TRE mantém cassação do mandato da prefeita Gerana Costa, de Riachão. Vai ter nova eleição

A decisão do Tribunal Regional Eleitoral do Estado de Sergipe, de manter a cassação do mandato da prefeita de Riachão do Dantas, Gerana Costa, PT do B, por abuso de poder econômico durante as eleições de 2016, parece negar a teoria de que um raio não caia duas vezes num mesmo lugar. Em 2010, o esposa dela, então prefeito Laelson Menezes, foi cassado pelos mesmos motivos.
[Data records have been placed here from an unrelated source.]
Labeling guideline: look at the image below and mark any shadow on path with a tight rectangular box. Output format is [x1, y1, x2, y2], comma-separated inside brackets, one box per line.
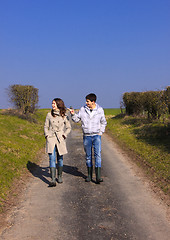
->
[27, 161, 86, 184]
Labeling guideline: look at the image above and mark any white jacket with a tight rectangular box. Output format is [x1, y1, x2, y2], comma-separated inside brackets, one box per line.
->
[72, 104, 107, 135]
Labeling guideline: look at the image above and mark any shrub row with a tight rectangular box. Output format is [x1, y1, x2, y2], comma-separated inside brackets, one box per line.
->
[7, 84, 39, 114]
[123, 86, 170, 119]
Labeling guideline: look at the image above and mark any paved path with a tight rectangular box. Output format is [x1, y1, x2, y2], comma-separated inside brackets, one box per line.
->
[0, 125, 170, 240]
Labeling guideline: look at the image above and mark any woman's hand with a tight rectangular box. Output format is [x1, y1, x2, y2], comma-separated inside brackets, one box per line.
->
[67, 108, 74, 115]
[62, 135, 66, 139]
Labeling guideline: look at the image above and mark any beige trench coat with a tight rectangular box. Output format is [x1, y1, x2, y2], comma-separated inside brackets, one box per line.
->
[44, 112, 71, 155]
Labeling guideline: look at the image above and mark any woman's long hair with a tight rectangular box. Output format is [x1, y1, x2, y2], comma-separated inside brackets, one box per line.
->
[51, 98, 66, 117]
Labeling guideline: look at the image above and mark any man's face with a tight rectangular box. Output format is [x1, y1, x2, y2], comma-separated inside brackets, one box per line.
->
[86, 99, 95, 109]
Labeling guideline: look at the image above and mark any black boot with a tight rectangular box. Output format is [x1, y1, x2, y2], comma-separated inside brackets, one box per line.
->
[58, 167, 63, 183]
[85, 167, 93, 182]
[95, 167, 103, 184]
[49, 167, 56, 187]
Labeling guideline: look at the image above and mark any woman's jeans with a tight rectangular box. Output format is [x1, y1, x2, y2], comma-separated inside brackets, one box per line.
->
[83, 135, 101, 167]
[48, 146, 63, 168]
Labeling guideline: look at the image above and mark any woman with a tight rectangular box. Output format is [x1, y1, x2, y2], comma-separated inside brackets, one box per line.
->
[44, 98, 71, 187]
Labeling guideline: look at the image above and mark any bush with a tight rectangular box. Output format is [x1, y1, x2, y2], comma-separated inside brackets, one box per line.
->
[7, 84, 39, 114]
[123, 87, 170, 120]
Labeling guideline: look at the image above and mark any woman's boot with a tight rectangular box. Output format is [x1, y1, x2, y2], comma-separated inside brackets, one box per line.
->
[49, 167, 56, 187]
[85, 167, 93, 182]
[95, 167, 103, 184]
[58, 167, 63, 183]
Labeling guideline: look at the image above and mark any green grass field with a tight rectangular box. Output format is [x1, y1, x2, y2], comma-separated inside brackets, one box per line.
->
[0, 110, 48, 210]
[106, 113, 170, 194]
[104, 108, 121, 116]
[0, 109, 170, 210]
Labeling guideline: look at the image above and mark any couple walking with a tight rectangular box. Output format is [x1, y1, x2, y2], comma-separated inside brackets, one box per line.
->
[44, 93, 107, 187]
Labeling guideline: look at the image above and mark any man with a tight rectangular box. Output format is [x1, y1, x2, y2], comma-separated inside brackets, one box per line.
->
[69, 93, 107, 184]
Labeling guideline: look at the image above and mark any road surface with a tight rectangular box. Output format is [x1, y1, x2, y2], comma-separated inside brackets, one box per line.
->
[0, 124, 170, 240]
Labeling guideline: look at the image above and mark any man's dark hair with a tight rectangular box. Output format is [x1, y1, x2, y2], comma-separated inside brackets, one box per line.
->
[86, 93, 97, 102]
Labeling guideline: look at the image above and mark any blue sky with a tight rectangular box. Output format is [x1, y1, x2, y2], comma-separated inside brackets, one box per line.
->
[0, 0, 170, 109]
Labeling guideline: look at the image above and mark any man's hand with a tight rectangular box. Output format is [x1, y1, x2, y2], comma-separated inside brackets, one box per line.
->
[67, 108, 75, 115]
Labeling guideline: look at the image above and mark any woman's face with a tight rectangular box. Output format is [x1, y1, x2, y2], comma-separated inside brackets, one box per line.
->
[52, 101, 58, 110]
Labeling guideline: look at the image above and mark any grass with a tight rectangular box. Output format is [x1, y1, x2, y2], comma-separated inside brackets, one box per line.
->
[0, 109, 170, 211]
[106, 112, 170, 194]
[0, 110, 48, 210]
[104, 108, 121, 116]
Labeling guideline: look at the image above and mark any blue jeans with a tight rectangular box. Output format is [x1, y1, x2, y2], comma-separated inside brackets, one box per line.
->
[48, 146, 63, 168]
[83, 135, 101, 167]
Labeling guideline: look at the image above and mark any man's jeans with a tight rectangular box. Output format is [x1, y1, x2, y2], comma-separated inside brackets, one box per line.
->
[48, 146, 63, 168]
[83, 135, 101, 167]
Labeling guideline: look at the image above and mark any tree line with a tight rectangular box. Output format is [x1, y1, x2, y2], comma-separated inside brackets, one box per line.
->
[122, 86, 170, 120]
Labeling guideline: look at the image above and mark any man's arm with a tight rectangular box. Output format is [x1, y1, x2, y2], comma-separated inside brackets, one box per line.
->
[100, 109, 107, 135]
[67, 108, 81, 123]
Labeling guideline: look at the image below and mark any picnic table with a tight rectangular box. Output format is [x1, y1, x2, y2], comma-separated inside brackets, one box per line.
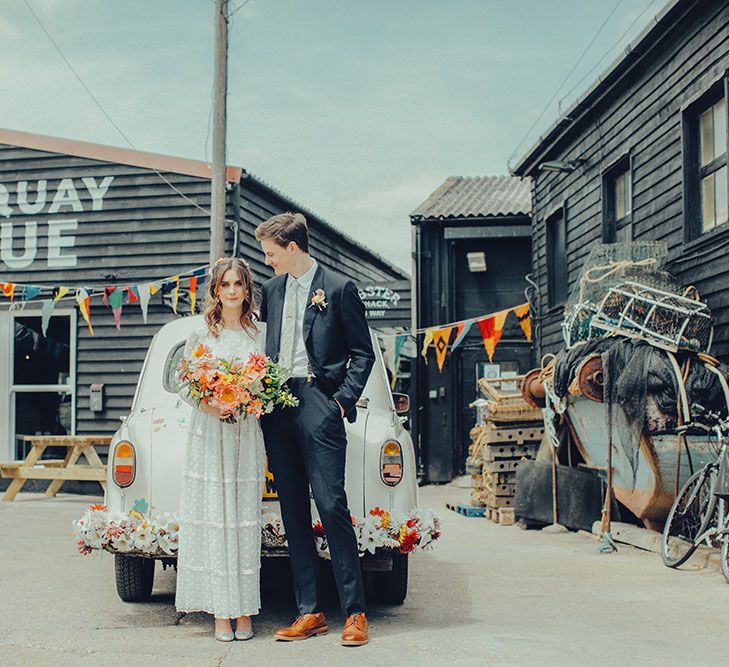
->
[0, 435, 111, 502]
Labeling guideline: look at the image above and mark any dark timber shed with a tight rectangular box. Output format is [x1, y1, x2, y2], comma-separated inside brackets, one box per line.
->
[513, 0, 729, 360]
[0, 130, 409, 461]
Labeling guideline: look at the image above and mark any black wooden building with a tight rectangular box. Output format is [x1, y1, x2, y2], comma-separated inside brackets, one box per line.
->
[513, 0, 729, 359]
[410, 176, 533, 482]
[0, 130, 409, 461]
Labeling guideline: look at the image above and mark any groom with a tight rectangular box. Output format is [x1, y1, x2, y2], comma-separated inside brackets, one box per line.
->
[256, 213, 375, 646]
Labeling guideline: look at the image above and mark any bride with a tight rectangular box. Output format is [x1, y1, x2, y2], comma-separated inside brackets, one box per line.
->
[175, 257, 266, 641]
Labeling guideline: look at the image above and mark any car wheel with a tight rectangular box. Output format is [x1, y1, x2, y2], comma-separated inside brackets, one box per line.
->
[371, 554, 408, 604]
[114, 554, 154, 602]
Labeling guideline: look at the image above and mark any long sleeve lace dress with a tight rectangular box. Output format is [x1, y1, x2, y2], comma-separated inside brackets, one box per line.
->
[175, 324, 266, 618]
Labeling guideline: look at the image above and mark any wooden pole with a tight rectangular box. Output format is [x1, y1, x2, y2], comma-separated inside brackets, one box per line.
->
[210, 0, 228, 265]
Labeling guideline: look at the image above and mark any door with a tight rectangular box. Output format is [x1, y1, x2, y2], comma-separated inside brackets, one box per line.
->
[0, 309, 76, 461]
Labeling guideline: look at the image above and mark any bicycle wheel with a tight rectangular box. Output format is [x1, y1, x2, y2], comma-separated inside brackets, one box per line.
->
[719, 500, 729, 584]
[661, 466, 716, 567]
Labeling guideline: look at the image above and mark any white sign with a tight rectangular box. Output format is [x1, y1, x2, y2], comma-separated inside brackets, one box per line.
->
[0, 176, 114, 270]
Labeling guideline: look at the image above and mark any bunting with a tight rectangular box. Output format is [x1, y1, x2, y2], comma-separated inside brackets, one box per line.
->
[433, 327, 453, 373]
[0, 283, 15, 301]
[451, 321, 473, 352]
[476, 308, 511, 361]
[512, 303, 532, 343]
[76, 287, 94, 336]
[420, 327, 438, 365]
[190, 276, 197, 315]
[172, 276, 180, 315]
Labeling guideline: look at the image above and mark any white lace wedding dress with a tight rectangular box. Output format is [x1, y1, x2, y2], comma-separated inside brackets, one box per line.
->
[175, 324, 266, 618]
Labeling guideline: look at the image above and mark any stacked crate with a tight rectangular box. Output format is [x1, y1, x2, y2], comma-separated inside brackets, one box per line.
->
[469, 378, 544, 525]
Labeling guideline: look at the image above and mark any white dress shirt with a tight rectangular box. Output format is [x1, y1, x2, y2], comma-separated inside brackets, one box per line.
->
[281, 260, 318, 377]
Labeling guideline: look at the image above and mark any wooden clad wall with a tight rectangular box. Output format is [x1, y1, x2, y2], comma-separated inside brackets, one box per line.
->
[0, 145, 402, 434]
[530, 2, 729, 358]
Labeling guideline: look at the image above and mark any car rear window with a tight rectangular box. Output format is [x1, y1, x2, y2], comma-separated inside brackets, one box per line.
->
[162, 340, 185, 394]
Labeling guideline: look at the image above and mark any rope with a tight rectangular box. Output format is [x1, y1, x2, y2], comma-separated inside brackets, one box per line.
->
[579, 257, 658, 301]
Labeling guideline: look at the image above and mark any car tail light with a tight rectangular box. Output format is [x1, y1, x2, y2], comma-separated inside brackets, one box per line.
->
[111, 440, 137, 489]
[380, 440, 402, 486]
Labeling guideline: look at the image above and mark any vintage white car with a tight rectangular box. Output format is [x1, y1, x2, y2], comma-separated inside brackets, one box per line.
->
[104, 316, 418, 604]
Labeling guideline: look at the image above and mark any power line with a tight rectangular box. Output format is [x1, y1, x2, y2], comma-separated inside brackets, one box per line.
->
[560, 0, 656, 104]
[24, 0, 235, 224]
[507, 0, 656, 171]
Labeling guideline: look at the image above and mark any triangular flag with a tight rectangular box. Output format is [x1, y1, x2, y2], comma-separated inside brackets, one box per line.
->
[41, 299, 56, 338]
[104, 287, 124, 331]
[433, 327, 453, 373]
[190, 276, 197, 315]
[476, 309, 509, 361]
[20, 285, 41, 301]
[420, 327, 437, 364]
[76, 287, 94, 336]
[512, 303, 532, 343]
[172, 276, 180, 315]
[126, 285, 139, 304]
[0, 283, 15, 301]
[53, 287, 68, 301]
[451, 320, 473, 353]
[137, 283, 153, 324]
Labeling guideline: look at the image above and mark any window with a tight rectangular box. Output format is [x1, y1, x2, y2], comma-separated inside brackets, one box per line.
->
[602, 157, 633, 243]
[547, 207, 568, 308]
[684, 81, 729, 239]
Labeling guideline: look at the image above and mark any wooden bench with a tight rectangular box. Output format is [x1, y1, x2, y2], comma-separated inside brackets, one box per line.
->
[0, 435, 111, 502]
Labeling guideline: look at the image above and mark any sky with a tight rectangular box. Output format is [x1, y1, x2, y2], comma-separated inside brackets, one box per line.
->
[0, 0, 664, 272]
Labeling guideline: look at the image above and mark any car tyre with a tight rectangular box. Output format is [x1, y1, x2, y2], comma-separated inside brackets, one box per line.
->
[114, 554, 154, 602]
[371, 553, 408, 604]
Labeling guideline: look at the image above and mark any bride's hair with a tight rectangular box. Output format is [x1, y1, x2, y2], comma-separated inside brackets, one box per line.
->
[205, 257, 258, 337]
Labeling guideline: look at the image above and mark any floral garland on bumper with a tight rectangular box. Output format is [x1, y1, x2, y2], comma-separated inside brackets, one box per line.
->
[73, 504, 441, 559]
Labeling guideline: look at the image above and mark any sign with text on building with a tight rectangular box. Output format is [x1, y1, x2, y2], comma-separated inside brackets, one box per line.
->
[358, 284, 409, 319]
[0, 176, 114, 270]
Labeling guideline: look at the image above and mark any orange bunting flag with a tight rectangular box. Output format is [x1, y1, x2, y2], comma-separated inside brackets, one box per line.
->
[512, 303, 532, 343]
[0, 283, 15, 301]
[476, 309, 509, 361]
[190, 276, 197, 315]
[433, 327, 453, 373]
[76, 287, 94, 336]
[172, 276, 180, 315]
[420, 327, 436, 365]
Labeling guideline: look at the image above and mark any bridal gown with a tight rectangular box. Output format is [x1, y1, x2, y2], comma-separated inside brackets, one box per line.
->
[175, 324, 266, 618]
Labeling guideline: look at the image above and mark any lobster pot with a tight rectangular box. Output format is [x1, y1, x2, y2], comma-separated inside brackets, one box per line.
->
[590, 281, 713, 352]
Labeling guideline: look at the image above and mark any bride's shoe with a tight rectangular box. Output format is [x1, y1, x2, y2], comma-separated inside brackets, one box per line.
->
[234, 619, 253, 641]
[215, 619, 235, 642]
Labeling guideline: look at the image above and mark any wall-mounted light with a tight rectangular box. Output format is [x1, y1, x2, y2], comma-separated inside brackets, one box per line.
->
[466, 252, 486, 273]
[539, 158, 584, 172]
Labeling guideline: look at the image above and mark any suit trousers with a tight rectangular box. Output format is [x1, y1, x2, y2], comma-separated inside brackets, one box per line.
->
[261, 378, 365, 616]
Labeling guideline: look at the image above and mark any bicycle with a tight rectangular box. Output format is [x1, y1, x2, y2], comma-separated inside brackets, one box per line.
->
[661, 405, 729, 582]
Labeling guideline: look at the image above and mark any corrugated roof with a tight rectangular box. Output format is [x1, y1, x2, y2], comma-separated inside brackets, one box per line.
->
[0, 128, 242, 183]
[410, 176, 532, 220]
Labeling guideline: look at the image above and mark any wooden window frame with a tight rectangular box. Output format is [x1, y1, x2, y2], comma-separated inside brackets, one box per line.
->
[545, 204, 569, 310]
[681, 73, 729, 243]
[602, 153, 635, 243]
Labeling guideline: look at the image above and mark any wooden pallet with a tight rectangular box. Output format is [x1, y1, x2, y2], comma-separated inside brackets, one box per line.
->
[479, 423, 544, 445]
[480, 443, 539, 462]
[446, 503, 486, 517]
[483, 459, 523, 473]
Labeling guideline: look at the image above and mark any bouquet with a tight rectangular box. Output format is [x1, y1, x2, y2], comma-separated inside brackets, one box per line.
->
[178, 343, 299, 424]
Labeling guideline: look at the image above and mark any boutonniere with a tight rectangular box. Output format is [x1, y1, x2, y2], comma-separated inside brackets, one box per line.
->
[309, 288, 329, 310]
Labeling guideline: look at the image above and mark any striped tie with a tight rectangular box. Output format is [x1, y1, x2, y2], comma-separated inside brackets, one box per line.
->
[278, 279, 299, 371]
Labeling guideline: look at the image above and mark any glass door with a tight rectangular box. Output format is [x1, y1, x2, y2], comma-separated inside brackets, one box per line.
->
[6, 309, 76, 460]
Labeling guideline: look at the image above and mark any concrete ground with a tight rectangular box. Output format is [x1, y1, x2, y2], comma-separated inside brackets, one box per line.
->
[0, 486, 729, 667]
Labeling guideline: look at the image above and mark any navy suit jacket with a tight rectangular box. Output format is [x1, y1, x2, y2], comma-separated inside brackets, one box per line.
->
[261, 264, 375, 422]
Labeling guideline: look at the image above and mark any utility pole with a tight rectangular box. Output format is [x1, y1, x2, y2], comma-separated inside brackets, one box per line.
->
[210, 0, 228, 266]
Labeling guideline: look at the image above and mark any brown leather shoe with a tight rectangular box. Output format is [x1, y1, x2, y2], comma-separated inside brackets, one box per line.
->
[342, 612, 370, 646]
[273, 613, 329, 642]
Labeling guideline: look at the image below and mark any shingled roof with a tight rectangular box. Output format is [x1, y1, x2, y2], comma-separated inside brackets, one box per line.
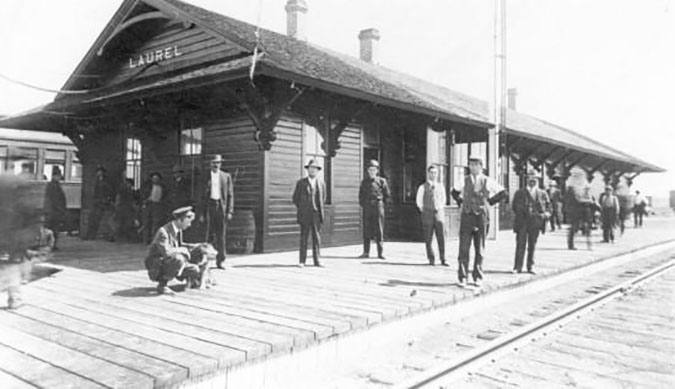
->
[0, 0, 664, 172]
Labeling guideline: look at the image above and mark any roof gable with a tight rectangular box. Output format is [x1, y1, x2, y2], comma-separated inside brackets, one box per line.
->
[56, 0, 250, 99]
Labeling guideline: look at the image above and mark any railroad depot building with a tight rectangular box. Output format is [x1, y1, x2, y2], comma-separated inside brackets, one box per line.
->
[0, 0, 662, 252]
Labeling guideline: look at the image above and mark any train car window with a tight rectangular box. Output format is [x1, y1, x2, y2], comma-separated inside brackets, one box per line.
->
[42, 149, 66, 180]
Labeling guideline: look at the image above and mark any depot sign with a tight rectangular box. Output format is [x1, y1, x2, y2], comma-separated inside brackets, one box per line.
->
[129, 46, 183, 69]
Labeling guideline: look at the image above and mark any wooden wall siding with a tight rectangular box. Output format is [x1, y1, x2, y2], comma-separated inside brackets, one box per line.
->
[264, 118, 303, 252]
[202, 116, 263, 252]
[264, 117, 363, 252]
[326, 127, 363, 245]
[105, 22, 250, 86]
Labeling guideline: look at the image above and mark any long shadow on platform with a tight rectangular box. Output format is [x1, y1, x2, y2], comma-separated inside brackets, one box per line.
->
[379, 280, 459, 288]
[361, 260, 431, 266]
[232, 263, 304, 269]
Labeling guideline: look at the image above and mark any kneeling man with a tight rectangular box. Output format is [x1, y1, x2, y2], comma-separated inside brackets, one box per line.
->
[145, 207, 200, 294]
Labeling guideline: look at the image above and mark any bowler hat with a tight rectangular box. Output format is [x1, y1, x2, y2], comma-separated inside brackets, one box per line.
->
[305, 159, 321, 170]
[527, 169, 539, 180]
[469, 154, 483, 165]
[171, 205, 192, 219]
[209, 154, 223, 162]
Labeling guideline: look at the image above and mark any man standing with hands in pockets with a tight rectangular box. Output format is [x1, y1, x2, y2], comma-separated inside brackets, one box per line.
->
[199, 154, 234, 269]
[293, 159, 326, 267]
[416, 165, 448, 266]
[452, 155, 507, 287]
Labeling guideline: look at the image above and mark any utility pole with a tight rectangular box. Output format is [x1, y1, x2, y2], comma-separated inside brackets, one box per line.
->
[488, 0, 506, 240]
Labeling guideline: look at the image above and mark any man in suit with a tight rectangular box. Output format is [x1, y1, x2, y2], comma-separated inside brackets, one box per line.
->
[416, 165, 448, 266]
[359, 160, 391, 259]
[141, 172, 168, 244]
[87, 165, 114, 240]
[599, 185, 621, 243]
[293, 159, 326, 267]
[548, 181, 562, 231]
[511, 171, 549, 274]
[199, 154, 234, 269]
[169, 164, 193, 209]
[145, 207, 200, 294]
[452, 155, 508, 287]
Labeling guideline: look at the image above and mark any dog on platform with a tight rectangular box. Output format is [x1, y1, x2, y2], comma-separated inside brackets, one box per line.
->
[188, 243, 218, 289]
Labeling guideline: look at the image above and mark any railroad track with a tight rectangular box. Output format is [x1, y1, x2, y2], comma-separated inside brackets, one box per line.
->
[393, 253, 675, 388]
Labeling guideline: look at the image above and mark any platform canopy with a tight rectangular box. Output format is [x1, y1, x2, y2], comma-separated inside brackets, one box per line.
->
[0, 0, 665, 173]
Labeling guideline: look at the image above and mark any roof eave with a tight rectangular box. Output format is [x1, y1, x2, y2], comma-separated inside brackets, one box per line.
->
[256, 63, 494, 129]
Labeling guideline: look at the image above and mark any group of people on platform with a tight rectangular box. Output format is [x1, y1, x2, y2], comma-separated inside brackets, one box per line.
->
[68, 155, 646, 293]
[85, 165, 202, 243]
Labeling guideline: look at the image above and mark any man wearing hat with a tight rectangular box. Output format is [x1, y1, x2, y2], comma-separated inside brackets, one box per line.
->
[44, 166, 68, 250]
[599, 185, 620, 243]
[141, 172, 167, 243]
[511, 170, 549, 274]
[145, 207, 200, 294]
[87, 165, 114, 239]
[293, 159, 326, 267]
[359, 159, 391, 259]
[199, 154, 234, 269]
[415, 165, 448, 266]
[452, 155, 508, 286]
[564, 169, 594, 250]
[548, 177, 562, 231]
[169, 164, 192, 209]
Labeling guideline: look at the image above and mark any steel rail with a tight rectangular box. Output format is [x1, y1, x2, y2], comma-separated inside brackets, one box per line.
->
[393, 259, 675, 389]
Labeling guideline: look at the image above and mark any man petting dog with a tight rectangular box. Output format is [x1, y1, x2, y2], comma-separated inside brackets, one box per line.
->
[145, 207, 206, 294]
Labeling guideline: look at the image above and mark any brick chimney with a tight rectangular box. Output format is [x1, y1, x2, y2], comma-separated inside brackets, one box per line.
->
[286, 0, 308, 40]
[506, 88, 518, 111]
[359, 28, 380, 64]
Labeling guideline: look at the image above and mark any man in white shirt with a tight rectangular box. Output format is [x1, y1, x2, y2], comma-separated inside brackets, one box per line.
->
[416, 165, 448, 266]
[452, 155, 508, 286]
[199, 154, 234, 269]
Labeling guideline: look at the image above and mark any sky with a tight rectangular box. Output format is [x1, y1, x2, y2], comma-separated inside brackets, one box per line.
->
[0, 0, 675, 197]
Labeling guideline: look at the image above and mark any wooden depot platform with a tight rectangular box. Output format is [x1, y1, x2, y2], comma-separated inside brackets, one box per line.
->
[0, 218, 675, 389]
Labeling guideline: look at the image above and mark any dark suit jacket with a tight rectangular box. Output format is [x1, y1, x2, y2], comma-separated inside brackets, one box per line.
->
[511, 188, 549, 231]
[293, 177, 326, 224]
[200, 170, 234, 220]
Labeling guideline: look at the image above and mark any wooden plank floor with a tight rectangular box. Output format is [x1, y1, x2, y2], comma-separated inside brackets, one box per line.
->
[0, 219, 675, 388]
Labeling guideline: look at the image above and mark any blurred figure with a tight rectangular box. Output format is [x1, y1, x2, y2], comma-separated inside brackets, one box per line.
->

Ainda pela negação da teoria do raio a nunca cair num mesmo lugar, Gerana Costa deve ser sucedida, assim que o TRE cumprir os seus trâmites legais, pelo presidente da Câmara Municipal de Riachão, o vereador Pedro dos Santos Oliveira, o Pedro da Lagoa, PT, que em 2010 virou prefeito interino por 90 dias até que numa nova eleição escolhesse um sucessor de Laelson Menezes. Pedro disputou inclusive a eleição e perdeu para Ivan Macedo,

“O que se deu hoje foi uma confirmação da cassação do mandato de Gerana Costa, que já havia sido feita anteriormente por um juiz. A decisão de hoje, teve duas finalidades: uma, a de julgar os embargos declaratórios, com perguntas do advogado dela se houve algum erro ou omissão no processo e na decisão anterior do TRE. O TRE disse que não houve e que nada mais havia a discutir”, disse Gilton Freire, autor da ação, juntamente com o filho Renan Freire.

“E a segunda, é nós havíamos feito um pedido, de acordo com as jurisprudências do TSE, para que ela fosse afastada imediatamente - e nisso o TRE, por 5 votos a 2, determinou esse afastamento imediato - e que, publicados os acórdãos de hoje, seja determinado o afastamento dela e a posse do presidente da Câmara”, explica o advogado Gilton.

Como a cassação foi da chapa completa, vão de roldão Gerana Costa e o vice-prefeito, Luciano Góes. Segundo os advogados Gilton e Renan Freire, vai ser realizada uma outra eleição - a ser convocada pelo TRE dentro de 90 dias a partir da posse do presidente da Câmara. A ação contra o mandato de Gerana foi movida pela coligação “Riachão, em você acredito”, liderada por Simone Andrade, a Simone de Dona Raimunda, PC do B. Ela alegou contratação e divulgação irregulares de pesquisa eleitoral na véspera da eleição. Gerana teve 6.755 votos e Simone, 6.368 - 387 votos a menos, ou 2,94% abaixo.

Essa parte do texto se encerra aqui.